In today’s highly polarized environment, boards also need empathetic courage. Boards often lack awareness of what employees truly care about, whether that concerns climate, social justice or other issues. Board members must educate themselves about these issues and care enough to advocate for what matters to talent. McKinsey faced this kind of pivotal moment in 2021 when over 1,100 of its employees signed a letter urging the firm to disclose carbon emissions from its clients, particularly those in high-emission industries.

This collective action highlighted a pressing internal demand: Employees wanted McKinsey to align its values with sustainability and demonstrate transparency in its environmental impact. McKinsey responded by committing to net-zero emissions by 2030, increasing transparency through ESG reporting and launching McKinsey Sustainability to help clients reduce carbon emissions. These actions reflect the firm’s acknowledgment of the importance of aligning with sustainability goals amid internal and external pressures.

Boards must confront the tough realities of leadership transitions and organizational needs, even when it requires challenging high-performing executives or addressing contentious workforce issues.

Building A Courageous Board Culture For Talent Management

Developing courage within a board isn’t an overnight transformation; it requires a deliberate approach and clear strategies. Try the following three steps to foster a culture of courage on issues related to talent:

1. Enhance board composition. Diversify the board by bringing in members passionate about workforce issues, such as former chief people officers or younger professionals who can provide fresh perspectives.
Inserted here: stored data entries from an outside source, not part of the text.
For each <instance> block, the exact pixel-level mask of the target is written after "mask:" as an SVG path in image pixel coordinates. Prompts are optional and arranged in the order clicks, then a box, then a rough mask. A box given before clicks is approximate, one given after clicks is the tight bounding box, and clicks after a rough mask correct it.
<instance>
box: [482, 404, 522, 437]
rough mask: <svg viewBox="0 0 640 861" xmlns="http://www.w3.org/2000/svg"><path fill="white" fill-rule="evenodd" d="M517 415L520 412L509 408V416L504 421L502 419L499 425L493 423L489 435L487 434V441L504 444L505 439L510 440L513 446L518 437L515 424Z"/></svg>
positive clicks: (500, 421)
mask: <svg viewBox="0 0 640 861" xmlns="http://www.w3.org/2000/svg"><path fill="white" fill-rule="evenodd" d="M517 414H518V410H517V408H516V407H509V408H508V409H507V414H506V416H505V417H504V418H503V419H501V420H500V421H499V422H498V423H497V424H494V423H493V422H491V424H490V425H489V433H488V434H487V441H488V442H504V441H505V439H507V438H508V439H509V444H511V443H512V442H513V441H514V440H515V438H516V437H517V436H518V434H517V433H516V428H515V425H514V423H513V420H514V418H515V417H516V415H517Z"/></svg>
2. Encourage direct workforce engagement. Facilitate board learning through engagement with employee resource groups or by inviting unions to share their perspectives. Boards should listen directly to interest groups or frontline employees, just as they would bring in compensation experts.
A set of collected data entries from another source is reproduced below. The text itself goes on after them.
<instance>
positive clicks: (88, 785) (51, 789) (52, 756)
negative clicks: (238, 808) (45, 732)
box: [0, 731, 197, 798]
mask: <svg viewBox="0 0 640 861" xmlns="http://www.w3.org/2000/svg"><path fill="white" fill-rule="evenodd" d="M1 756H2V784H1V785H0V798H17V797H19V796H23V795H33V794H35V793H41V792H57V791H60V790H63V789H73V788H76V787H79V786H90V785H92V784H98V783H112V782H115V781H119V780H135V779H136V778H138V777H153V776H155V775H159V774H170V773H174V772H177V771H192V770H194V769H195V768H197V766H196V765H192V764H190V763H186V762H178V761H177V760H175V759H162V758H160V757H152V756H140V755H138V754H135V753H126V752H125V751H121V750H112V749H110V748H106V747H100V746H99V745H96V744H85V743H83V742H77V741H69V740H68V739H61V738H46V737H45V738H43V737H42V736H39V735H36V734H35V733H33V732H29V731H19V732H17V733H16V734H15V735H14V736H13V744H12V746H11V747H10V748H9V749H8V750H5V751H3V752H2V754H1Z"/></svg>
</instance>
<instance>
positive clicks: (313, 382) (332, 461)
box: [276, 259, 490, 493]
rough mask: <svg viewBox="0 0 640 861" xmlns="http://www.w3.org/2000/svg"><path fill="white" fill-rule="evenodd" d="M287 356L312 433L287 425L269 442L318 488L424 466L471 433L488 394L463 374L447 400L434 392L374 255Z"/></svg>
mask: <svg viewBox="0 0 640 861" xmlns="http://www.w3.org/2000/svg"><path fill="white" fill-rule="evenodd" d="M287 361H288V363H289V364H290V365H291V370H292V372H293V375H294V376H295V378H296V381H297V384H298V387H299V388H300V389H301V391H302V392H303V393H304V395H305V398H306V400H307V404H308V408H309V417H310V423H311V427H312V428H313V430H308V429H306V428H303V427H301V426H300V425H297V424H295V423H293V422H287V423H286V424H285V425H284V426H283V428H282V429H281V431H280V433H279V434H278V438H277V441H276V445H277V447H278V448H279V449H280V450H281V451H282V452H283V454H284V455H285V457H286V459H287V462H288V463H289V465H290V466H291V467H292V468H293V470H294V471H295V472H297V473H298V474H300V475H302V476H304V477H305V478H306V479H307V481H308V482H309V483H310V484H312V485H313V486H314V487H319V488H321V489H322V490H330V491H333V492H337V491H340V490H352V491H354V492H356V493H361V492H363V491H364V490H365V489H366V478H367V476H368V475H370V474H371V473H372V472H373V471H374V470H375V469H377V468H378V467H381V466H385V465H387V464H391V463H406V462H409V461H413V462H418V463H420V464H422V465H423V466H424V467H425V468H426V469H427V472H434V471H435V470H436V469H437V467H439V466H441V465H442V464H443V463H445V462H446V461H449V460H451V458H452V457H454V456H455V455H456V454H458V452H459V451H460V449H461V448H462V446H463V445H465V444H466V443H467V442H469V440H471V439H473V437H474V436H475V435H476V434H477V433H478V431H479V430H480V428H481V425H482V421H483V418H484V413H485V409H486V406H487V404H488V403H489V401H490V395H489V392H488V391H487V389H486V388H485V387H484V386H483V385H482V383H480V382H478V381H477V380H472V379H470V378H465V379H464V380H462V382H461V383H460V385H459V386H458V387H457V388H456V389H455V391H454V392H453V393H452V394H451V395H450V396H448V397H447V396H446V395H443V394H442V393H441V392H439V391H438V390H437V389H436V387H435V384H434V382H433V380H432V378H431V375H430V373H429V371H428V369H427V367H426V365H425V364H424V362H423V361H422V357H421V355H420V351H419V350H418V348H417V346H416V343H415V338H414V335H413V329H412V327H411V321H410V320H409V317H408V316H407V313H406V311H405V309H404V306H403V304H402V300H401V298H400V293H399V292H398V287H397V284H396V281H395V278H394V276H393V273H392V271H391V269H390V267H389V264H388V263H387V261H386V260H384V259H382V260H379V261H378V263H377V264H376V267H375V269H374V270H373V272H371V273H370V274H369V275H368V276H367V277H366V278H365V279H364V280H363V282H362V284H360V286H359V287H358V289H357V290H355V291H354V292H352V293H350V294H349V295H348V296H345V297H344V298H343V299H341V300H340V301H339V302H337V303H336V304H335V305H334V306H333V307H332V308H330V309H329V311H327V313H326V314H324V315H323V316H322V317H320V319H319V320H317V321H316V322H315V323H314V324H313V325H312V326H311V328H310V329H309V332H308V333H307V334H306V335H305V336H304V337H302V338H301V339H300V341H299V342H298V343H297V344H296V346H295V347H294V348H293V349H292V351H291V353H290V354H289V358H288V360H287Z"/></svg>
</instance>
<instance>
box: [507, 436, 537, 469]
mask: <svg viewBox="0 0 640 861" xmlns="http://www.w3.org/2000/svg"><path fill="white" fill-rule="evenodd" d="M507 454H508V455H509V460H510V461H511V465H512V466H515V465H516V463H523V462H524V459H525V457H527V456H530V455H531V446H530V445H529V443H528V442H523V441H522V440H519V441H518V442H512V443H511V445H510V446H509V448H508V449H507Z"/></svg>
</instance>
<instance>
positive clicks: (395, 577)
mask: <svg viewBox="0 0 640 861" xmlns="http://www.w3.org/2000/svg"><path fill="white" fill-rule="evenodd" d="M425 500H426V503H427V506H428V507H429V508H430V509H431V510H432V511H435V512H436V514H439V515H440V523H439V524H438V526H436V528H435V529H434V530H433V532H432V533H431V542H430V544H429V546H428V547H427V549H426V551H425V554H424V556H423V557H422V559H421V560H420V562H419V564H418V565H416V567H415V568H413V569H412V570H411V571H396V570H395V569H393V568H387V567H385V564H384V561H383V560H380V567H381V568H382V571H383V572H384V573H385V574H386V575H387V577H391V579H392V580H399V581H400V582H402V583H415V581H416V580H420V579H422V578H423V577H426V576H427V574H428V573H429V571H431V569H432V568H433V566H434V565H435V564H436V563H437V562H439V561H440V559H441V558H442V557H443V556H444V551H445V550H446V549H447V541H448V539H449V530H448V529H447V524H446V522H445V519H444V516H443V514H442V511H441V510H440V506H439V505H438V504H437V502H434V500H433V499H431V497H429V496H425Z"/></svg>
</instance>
3. Embrace transparent discussions. Allow room for open, candid conversations. It’s vital that management presents not only final recommendations but also insights on challenges within the organization so that boards can discuss what might not be working well. Moreover, these discussions must be supported by actual data.

A New Era Of Courage In The Boardroom

As expectations evolve, the courage to make tough decisions around talent management is becoming a strategic necessity. Boards must learn to act not just as stewards of performance metrics but as champions of organizational health and continuity.

In today’s complex landscape, courage in talent management isn’t optional—it’s a strategic imperative. Boards that embrace this challenge will not only navigate the immediate demands of the workforce but will lay the foundation for resilience and sustainable growth, driving lasting impact from the boardroom to every level of the organization.